10 Chirurgie des lésions bénignes
Lésions épidermiques les plus superficielles
Le shaving est une technique simple et rapide particulièrement adaptée à la prise en charge des lésions bénignes car elle ne génère pratiquement pas de cicatrice. Par ailleurs, elle permet un contrôle histologique de la lésion, et est donc préférée à l’application aveugle d’azote liquide au moindre doute diagnostique, ou dès lors qu’une vérification anatomopathologique s’impose. Le shaving s’effectue classiquement avec une lame de bistouri stérile n° 11 ou 15, orientée tangentiellement à la lésion. Le geste est facilité par l’infiltration intradermique d’anesthésique local, le biseau de l’aiguille orienté vers le haut. On injecte d’autant plus en quantité, sous la lésion, que l’on souhaite un shaving plus profond. Le geste est généralement suivi d’une électrocoagulation (EC) qui, même effectuée très finement et précisément, peut carboniser inutilement la tranche de section augmentant les phénomènes inflammatoires et la profondeur de la destruction, donc la rançon cicatricielle. Nous préconisons une simple lame de rasoir [1] qui a l’avantage de s’incurver et permet donc d’ajuster parfaitement la profondeur du shaving. Le geste est plus sûr, sans cisaillement ni effilochage. Il peut s’agir d’une lame type Gillette (Figure 10.1) coupée en deux, stérilisable, mais aussi d’une lame sous emballage stérile, à usage unique, protégée par une coque plastique souple, permettant l’incurvation de la lame dans les deux sens sans risque de se blesser. Il nous semble préférable de remplacer l’EC par l’utilisation d’un hémostatique de contact [1]. Le chlorure d’aluminium est peu efficace, un alginate type Coalgan s’avère difficile à gérer du fait de la constitution d’une croûte saignant de nouveau à l’ablation du pansement. L’acide trichloracétique à 33 % apparaît trop caustique, source d’achromie potentielle, et ne se neutralise pas. Il est cependant souvent utilisé.
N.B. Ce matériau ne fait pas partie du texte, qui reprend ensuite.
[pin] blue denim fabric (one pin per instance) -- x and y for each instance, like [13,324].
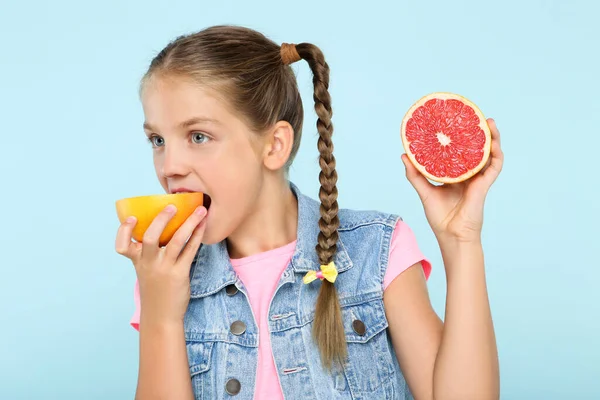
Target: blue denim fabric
[217,355]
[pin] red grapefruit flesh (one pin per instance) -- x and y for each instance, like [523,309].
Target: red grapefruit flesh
[446,137]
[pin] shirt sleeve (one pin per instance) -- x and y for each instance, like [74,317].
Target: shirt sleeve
[135,319]
[404,252]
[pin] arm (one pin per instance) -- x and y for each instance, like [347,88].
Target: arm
[455,360]
[164,372]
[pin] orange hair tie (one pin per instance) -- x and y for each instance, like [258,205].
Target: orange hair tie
[289,54]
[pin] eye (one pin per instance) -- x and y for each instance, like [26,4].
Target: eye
[156,141]
[199,138]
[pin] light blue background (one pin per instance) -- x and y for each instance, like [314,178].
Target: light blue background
[73,144]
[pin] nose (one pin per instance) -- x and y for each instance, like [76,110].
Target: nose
[173,163]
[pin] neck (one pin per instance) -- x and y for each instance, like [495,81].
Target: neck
[273,224]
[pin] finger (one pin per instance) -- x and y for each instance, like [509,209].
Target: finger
[123,244]
[184,232]
[496,160]
[152,235]
[416,179]
[191,248]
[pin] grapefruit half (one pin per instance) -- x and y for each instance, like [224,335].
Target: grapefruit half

Le chlorure ferrique en cristaux dilués à 20 % dans de l’eau, appliqué au coton-tige sur champ exsangue, ne laisse pas de pigmentation résiduelle, contrairement au chlorure ferreux, et a notre préférence (Figure 10.2). Cette préparation se périme rapidement, en 2 mois environ, et doit donc être conditionnée en petites quantités. Le chlorure ferrique est efficace chez les sujets sous anticoagulants. La cicatrisation est très rapide, en une semaine, favorisée par des pansements hydrocolloïdes.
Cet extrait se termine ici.